The ‘Maid Trade’ – The case of women migrants from Uganda to the Gulf Countries

This blog is related to an upcoming report by the Research and Evidence Facility on women’s labour migration to the Gulf Countries. The full report will be available in September 2022.

I am a single mother of three children trying to fend for myself, the children and build a house. I went to Oman in 2014 through an agent who processed everything for me. I boarded a bus with four other girls to Nairobi where we embarked on the journey to Nairobi. Upon arrival, I was allocated to a family of one man and three wives where I worked for 4 years – each wife had their own three storied house, and I was required to do all the housework. I would wake up at 3am and go to sleep at midnight. I was never given enough food to eat and not allowed to communicate with my children back home resulting in an estranged relationship when I returned.

While in Oman, the women were very abusive, would shove and beat me whenever they felt like. After a while my body gave in and I was bed ridden for two weeks and in this time, I was pleading to be returned home but my pleas fell on deaf ears. Eventually, I was returned in 2018 in a very bad condition – the right side of my body had been paralyzed and up to now I am still in pain. My nerves were damaged because of the workload, and I cannot afford the medication to repair my nerves. (Female migrant worker interviewed in Kampala on 16/06/2022)

Prior to the start of this research study, my colleagues and I had been involved in a couple of research projects on migrant labour, which were mainly desk reviews. We were thrilled about the prospect of conducting a field-based research study that explored gendered aspects of migration and return among women from Uganda.

International labour recruitment in particular is a growing phenomenon in Uganda; large numbers of Ugandan workers are moving to the Gulf countries, facilitated by employment brokers. The Government of Uganda has a strategic labour externalization programme, implemented by the Ministry of Gender, Labour and Social Development, which is “intended to facilitate the recruitment of Ugandan migrant workers to decent employment opportunities and promote the protection of their rights and welfare in destination countries”[1].

The available statistics on labour migration from Uganda to the Gulf are only part of the story – every person we spoke to in the course of this study had their own novel story to tell. We are cognizant that our research study involved only 30 participants (returnee and aspirant migrants), but from their responses to our questions and their willingness to connect us to their network, it was clear that our research study was only the proverbial tip of the iceberg.

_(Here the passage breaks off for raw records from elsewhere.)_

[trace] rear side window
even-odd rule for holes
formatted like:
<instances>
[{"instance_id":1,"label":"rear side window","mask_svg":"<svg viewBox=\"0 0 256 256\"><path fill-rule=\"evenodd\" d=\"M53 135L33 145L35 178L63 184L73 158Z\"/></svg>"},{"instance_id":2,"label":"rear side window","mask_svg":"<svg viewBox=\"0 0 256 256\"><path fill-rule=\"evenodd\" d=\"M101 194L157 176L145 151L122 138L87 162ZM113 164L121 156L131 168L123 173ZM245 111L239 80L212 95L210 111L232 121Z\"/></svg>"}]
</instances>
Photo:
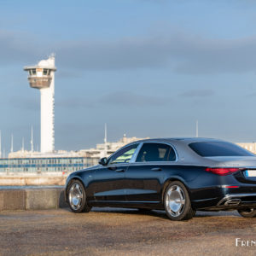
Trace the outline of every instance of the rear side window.
<instances>
[{"instance_id":1,"label":"rear side window","mask_svg":"<svg viewBox=\"0 0 256 256\"><path fill-rule=\"evenodd\" d=\"M253 153L225 142L193 143L189 146L201 156L255 156Z\"/></svg>"},{"instance_id":2,"label":"rear side window","mask_svg":"<svg viewBox=\"0 0 256 256\"><path fill-rule=\"evenodd\" d=\"M138 144L127 146L115 153L109 160L109 164L129 163Z\"/></svg>"},{"instance_id":3,"label":"rear side window","mask_svg":"<svg viewBox=\"0 0 256 256\"><path fill-rule=\"evenodd\" d=\"M174 149L162 143L144 143L137 155L137 162L174 161Z\"/></svg>"}]
</instances>

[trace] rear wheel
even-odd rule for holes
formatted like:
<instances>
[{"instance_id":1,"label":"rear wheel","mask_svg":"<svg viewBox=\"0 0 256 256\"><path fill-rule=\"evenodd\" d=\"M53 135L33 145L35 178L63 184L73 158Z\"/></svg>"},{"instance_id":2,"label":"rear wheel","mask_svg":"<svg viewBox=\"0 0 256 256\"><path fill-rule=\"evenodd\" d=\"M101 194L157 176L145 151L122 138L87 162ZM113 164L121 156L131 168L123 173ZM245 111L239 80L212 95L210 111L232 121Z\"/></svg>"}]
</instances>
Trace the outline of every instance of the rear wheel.
<instances>
[{"instance_id":1,"label":"rear wheel","mask_svg":"<svg viewBox=\"0 0 256 256\"><path fill-rule=\"evenodd\" d=\"M254 208L239 209L237 212L244 218L253 218L256 216L256 209Z\"/></svg>"},{"instance_id":2,"label":"rear wheel","mask_svg":"<svg viewBox=\"0 0 256 256\"><path fill-rule=\"evenodd\" d=\"M164 195L164 207L166 215L172 220L192 218L195 212L191 207L186 187L178 181L169 184Z\"/></svg>"},{"instance_id":3,"label":"rear wheel","mask_svg":"<svg viewBox=\"0 0 256 256\"><path fill-rule=\"evenodd\" d=\"M88 212L91 209L87 204L84 185L77 179L73 180L67 188L68 204L74 212Z\"/></svg>"}]
</instances>

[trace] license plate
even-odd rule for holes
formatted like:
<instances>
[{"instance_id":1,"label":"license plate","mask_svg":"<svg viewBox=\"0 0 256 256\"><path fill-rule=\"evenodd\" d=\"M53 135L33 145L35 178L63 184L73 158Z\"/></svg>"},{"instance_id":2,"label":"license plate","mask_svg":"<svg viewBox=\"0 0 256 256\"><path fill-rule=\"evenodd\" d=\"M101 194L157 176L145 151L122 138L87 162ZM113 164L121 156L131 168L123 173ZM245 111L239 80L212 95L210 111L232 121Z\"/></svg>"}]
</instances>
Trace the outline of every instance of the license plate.
<instances>
[{"instance_id":1,"label":"license plate","mask_svg":"<svg viewBox=\"0 0 256 256\"><path fill-rule=\"evenodd\" d=\"M247 170L245 174L246 177L256 177L256 170Z\"/></svg>"}]
</instances>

For this study, we also interviewed government agencies and representatives, civil society organizations, and representatives of recruitment agencies. During our interactions, we were briefed about government interventions regarding labour migration, the role of recruitment agencies and brokers, and the realities and experiences as narrated by returnee migrant workers.

The story at the start of this blog is sadly not an exception, but rather a regular experience for female migrant workers. Many have found themselves in similar appalling circumstances in the Gulf States. Notably, the first gendered aspects of migrant labour become clear at this level where it is women who are employed as domestic workers while the majority of men as casual labourers or security guards. Gender is central to any discussion of the drives and consequences of migration. It shapes the migration experience – the reasons for migrating, who migrates and to where, how people migrate and the networks they use, the opportunities and resources available at destinations, and relations with the country of origin.

The uniqueness of domestic work is that it is undertaken in more private settings where, even in the presence of legal frameworks, it is hard to ensure compliance. As such, a female worker is likely to have a different experience from, say, a male counterpart who works in a well-regulated space with well-defined working hours.

During our interaction with aspirant migrant workers, we observed that the common factor behind pursuing employment in the Gulf States was poverty. In addition, increasing unemployment rates have made many youths desperate for livelihood opportunities. Further, we observed that whereas migration presents new opportunities, it may also put their human rights and security at risk. Female migrants, owing to their work environment, are more susceptible to human rights violations such as torture, denial of healthcare, food and remuneration among others.

This research study was a light bulb moment for us. It was an emotionally charged experience hearing the heartrending stories of returnee migrants, but also learning that many more women were in preparation to leave to the Gulf to earn a living and provide for their families, regardless of the largely gloomy stories of former migrants.